Пространство мертвых дорог - страница 4
«Дождь идет, Анита Хаффингтон». Последние слова генерала Гранта6, которые он сказал своей сиделке; нервные импульсы в его горячечном мозгу сверкали, словно разряды молний.
Ким откинулся на каменную стену, раскаленную солнечными лучами. Холодный ветерок овеял его лицо ароматом дождя.
Глиняные черепки… наконечники стрел… плетеная корзинка… трещотка… голубая ложка… рогатка – резинка давно прогнила насквозь – …ржавые рыболовные крючки… инструменты… видно, что здесь когда-то стояла хижина… шприц для подкожных впрыскиваний… ржавчина от иглы въелась в стеклянный цилиндр, словно коричневатая слюда… заброшенные изделия рук человеческих…
Он поднимает розовый наконечник с земли. Кусок камня, отполированный с определенной целью. Отблески костра на лицах индейцев, поглощающих аппетитное темное мясо странствующего голубя7. Он нежно поглаживает хрупкий обсидиановый наконечник… неужели они ломались, словно пчелиные жала, после каждого попадания? – размышляет он. (Бизоновый стейк поджаривается на вертеле.) Кто-то же изготовил эти наконечники. Давным-давно на земле жил их создатель. И эти наконечники – не более чем доказательство его существования. К живым существам тоже можно относиться как к изделиям, созданным с определенной целью. А значит, вероятно, был создатель и у изделия, именуемого «человек». Допустим, попавшему в беду космическому страннику потребовалась специальная капсула, чтобы продолжить свое путешествие, и с этой целью он сотворил человека? А потом умер, так им и не воспользовавшись? Или спасся каким-то иным способом? И теперь это изделие, созданное для неведомой и позабытой цели, имеет не больше смысла и значения, чем этот наконечник стрелы без древка и лука, без крепкой руки и меткого глаза. А еще возможно, что человеческое изделие было последним козырем творца в партии, проигранной им много-много световых лет тому назад. Холодок космической бездны.
Ким собирает дрова для костра. На небо высыпают звезды. Вот ковш Большой Медведицы. Отец Кима показывает ему Бетельгейзе в ночном небе над Сент-Луисом… запах цветов в саду. Серое лицо отца па подушке.
Он извлекает обсидиановый наконечник, древко и лук из пустоты. Стоит убрать из картины руку и глаз, и ты их больше не увидишь… холодок… как все хрупко… дрожит и собирает дрова. Вот их уже не видно. Рабьи Боги на тверди небесной. Он вспоминает последние слова отца:
«Держись подальше от попов, сынок. Нет у них никаких ключей. Все, что они тебе могут дать, – это ключи от сральника, а не от Царствия Божия. А еще поклянись мне, что никогда не будешь носить жетон блюстителя порядка».
Старые игрушки, оловянные солдатики, покрытые ржавчиной, заполняющие пустоты в космосе.
Ржавые жестянки… глиняные черепки… ящики от патронов… наконечники стрел… шприц для подкожных впрыскиваний поблескивает на солнце.
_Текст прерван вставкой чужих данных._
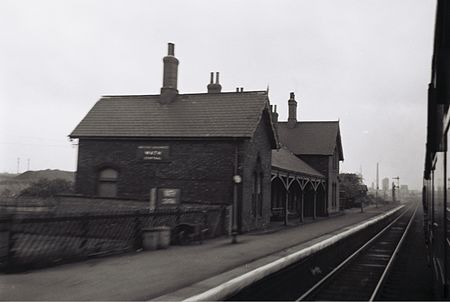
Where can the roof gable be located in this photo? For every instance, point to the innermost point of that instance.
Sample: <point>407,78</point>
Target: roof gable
<point>234,115</point>
<point>286,160</point>
<point>312,138</point>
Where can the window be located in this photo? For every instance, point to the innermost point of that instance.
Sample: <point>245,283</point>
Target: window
<point>107,182</point>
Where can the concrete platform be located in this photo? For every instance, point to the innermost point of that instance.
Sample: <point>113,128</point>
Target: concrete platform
<point>177,273</point>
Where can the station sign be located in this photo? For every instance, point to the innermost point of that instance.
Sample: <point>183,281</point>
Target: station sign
<point>168,196</point>
<point>153,153</point>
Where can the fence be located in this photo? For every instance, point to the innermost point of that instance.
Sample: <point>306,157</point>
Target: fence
<point>42,241</point>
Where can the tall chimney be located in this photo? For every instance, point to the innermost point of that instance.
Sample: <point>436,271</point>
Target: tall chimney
<point>292,119</point>
<point>214,87</point>
<point>169,90</point>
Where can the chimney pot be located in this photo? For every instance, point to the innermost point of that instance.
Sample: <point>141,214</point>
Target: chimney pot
<point>171,50</point>
<point>292,104</point>
<point>169,89</point>
<point>214,87</point>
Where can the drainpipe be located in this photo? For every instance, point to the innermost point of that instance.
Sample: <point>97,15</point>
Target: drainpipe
<point>302,205</point>
<point>236,180</point>
<point>286,203</point>
<point>315,203</point>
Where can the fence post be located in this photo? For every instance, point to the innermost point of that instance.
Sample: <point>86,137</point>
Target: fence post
<point>177,219</point>
<point>6,244</point>
<point>137,232</point>
<point>84,230</point>
<point>205,218</point>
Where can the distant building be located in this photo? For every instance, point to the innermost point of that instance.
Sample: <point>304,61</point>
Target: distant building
<point>404,191</point>
<point>385,184</point>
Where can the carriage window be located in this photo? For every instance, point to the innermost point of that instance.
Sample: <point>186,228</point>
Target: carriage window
<point>107,183</point>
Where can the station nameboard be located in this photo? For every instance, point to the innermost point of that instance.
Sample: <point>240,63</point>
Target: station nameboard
<point>153,153</point>
<point>168,196</point>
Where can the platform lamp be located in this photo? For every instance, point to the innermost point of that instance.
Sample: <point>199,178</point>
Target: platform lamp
<point>237,179</point>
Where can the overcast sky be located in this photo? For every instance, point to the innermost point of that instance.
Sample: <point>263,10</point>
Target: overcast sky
<point>366,63</point>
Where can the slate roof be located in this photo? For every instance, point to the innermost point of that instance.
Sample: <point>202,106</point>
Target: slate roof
<point>285,160</point>
<point>232,115</point>
<point>312,138</point>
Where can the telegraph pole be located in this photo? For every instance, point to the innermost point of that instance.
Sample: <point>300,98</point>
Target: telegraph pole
<point>394,187</point>
<point>376,190</point>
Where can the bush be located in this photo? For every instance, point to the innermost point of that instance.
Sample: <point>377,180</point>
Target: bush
<point>48,188</point>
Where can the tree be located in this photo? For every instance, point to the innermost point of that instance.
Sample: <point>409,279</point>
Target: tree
<point>48,188</point>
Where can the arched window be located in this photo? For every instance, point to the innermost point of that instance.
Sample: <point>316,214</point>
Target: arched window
<point>107,182</point>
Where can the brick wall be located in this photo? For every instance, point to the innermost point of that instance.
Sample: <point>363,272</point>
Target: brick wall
<point>201,169</point>
<point>259,145</point>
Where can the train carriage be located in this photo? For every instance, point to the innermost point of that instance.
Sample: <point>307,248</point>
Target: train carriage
<point>436,181</point>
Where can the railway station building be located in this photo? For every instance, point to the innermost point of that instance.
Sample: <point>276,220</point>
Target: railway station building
<point>205,149</point>
<point>319,145</point>
<point>177,148</point>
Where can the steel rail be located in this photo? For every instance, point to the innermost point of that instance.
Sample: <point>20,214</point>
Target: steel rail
<point>348,259</point>
<point>393,256</point>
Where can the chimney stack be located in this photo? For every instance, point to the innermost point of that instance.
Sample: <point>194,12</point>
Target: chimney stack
<point>273,109</point>
<point>214,87</point>
<point>292,119</point>
<point>169,90</point>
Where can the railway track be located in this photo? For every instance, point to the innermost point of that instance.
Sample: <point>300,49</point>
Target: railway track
<point>362,274</point>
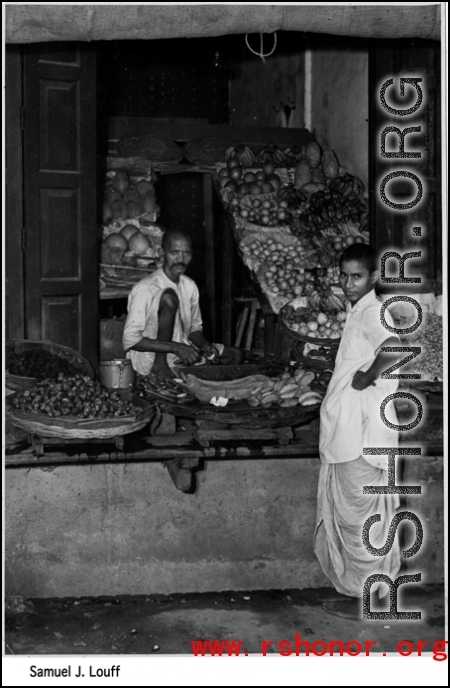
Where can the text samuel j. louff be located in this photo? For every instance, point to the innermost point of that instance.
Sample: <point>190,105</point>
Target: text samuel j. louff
<point>67,671</point>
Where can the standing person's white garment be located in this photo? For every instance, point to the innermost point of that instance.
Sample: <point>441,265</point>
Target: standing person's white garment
<point>350,421</point>
<point>142,319</point>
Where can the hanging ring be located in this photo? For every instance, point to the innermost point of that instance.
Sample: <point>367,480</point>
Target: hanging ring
<point>261,53</point>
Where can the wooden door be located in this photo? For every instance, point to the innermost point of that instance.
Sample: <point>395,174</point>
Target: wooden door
<point>14,292</point>
<point>393,229</point>
<point>61,290</point>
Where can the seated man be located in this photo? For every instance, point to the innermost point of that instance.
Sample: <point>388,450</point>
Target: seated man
<point>164,322</point>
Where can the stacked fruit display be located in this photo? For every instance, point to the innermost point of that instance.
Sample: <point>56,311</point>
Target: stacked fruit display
<point>125,200</point>
<point>129,238</point>
<point>256,181</point>
<point>280,265</point>
<point>263,211</point>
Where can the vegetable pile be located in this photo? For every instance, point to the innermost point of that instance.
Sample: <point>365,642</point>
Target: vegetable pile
<point>330,207</point>
<point>75,396</point>
<point>39,364</point>
<point>165,389</point>
<point>288,389</point>
<point>313,324</point>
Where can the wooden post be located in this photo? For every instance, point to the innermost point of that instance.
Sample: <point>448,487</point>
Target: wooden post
<point>227,281</point>
<point>208,199</point>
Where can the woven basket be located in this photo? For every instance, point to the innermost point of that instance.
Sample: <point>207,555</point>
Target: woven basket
<point>290,345</point>
<point>77,428</point>
<point>239,413</point>
<point>18,346</point>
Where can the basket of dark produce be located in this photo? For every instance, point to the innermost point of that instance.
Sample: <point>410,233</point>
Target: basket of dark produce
<point>28,362</point>
<point>309,347</point>
<point>76,407</point>
<point>257,400</point>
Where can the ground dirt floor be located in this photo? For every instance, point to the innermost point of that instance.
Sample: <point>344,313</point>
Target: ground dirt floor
<point>167,624</point>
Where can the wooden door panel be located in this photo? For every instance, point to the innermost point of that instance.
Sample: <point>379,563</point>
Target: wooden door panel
<point>61,319</point>
<point>60,203</point>
<point>14,267</point>
<point>59,144</point>
<point>59,224</point>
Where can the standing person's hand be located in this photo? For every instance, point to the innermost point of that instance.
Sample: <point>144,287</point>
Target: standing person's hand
<point>210,352</point>
<point>187,354</point>
<point>361,382</point>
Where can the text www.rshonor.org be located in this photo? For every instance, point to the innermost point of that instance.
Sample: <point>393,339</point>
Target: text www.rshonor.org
<point>318,648</point>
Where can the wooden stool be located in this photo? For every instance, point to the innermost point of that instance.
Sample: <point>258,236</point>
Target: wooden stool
<point>251,306</point>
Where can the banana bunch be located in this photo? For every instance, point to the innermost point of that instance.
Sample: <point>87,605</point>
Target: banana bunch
<point>286,390</point>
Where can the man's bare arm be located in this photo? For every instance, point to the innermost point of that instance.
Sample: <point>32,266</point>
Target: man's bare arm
<point>383,360</point>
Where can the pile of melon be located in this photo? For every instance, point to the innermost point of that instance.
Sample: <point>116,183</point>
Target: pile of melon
<point>125,200</point>
<point>130,238</point>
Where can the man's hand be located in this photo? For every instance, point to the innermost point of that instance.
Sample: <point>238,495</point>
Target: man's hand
<point>187,354</point>
<point>210,351</point>
<point>361,382</point>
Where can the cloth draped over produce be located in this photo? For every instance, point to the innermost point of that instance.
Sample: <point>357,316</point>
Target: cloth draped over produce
<point>53,22</point>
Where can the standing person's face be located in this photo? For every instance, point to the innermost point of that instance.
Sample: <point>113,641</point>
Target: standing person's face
<point>356,280</point>
<point>177,256</point>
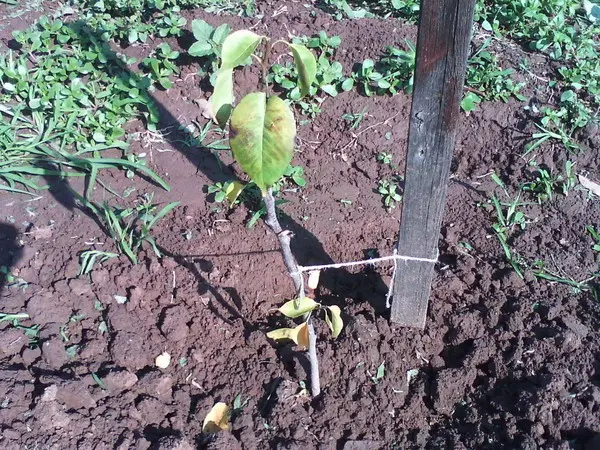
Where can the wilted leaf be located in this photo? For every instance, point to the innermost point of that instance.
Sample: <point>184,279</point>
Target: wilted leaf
<point>222,98</point>
<point>334,322</point>
<point>298,307</point>
<point>262,137</point>
<point>217,418</point>
<point>233,191</point>
<point>163,360</point>
<point>237,47</point>
<point>299,334</point>
<point>593,187</point>
<point>313,278</point>
<point>307,66</point>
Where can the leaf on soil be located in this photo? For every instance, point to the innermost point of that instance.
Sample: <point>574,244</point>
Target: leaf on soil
<point>222,99</point>
<point>163,360</point>
<point>217,418</point>
<point>307,67</point>
<point>313,278</point>
<point>299,334</point>
<point>238,46</point>
<point>411,375</point>
<point>298,307</point>
<point>334,322</point>
<point>233,191</point>
<point>593,187</point>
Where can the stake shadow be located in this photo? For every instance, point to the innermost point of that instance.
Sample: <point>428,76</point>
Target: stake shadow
<point>306,247</point>
<point>10,252</point>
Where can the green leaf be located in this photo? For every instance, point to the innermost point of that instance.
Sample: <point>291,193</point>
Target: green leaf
<point>307,66</point>
<point>335,323</point>
<point>262,137</point>
<point>201,30</point>
<point>200,48</point>
<point>299,334</point>
<point>298,307</point>
<point>237,47</point>
<point>222,99</point>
Лошадь – это такая же часть Запада, как и ландшафт, но Ким так и не стал хорошим наездником. Сначала он пытался установить со своим конем телепатическую связь, но тот ненавидел хозяина и пытался убить его при первой возможности. Он вставал на дыбы, как только Ким оказывался в седле, или устремлялся галопом под дерево с низко висящими ветвями. Старые конские хитрости.
Он попытался обучить телепатии одного рыжевато-чалого коня при помощи тяжелого арапника и хитроумного электронного устройства, но Рыжик (так Ким окрестил скакуна) словно взбесился, и Ким поклялся, что никогда больше на шаг к лошадям не подойдет. Ему претили их истеричность, злобное упрямство и ужасные желтые зубы.
«Перестрелка перед салуном «Мертвый Осел», неподвижный полуденный зной, пыльные улицы, ведущие из ниоткуда в никуда, свинец, свистящий над полем боя, мой верный конек со мной рядом, и вдруг он ни с того ни сего лягает меня. Я падаю, переворачиваюсь и всаживаю скотине пулю между ребер. Конь визжит, как баба, плюется кровью, нули, летающие кругом, не могут попасть в меня из-за вставшего на дыбы коня, конь подставляется под пули, и мои противники палят в коня, давая мне возможность перестрелять их всех поодиночке, спокойно, уверенно, как по маслу. А без масла во времена револьверов с бойком нельзя было никак. Если не смазать пули, между стволом и цилиндром начинают проскакивать искры, все шесть патронов взорвутся разом, и конец твоей физиономии».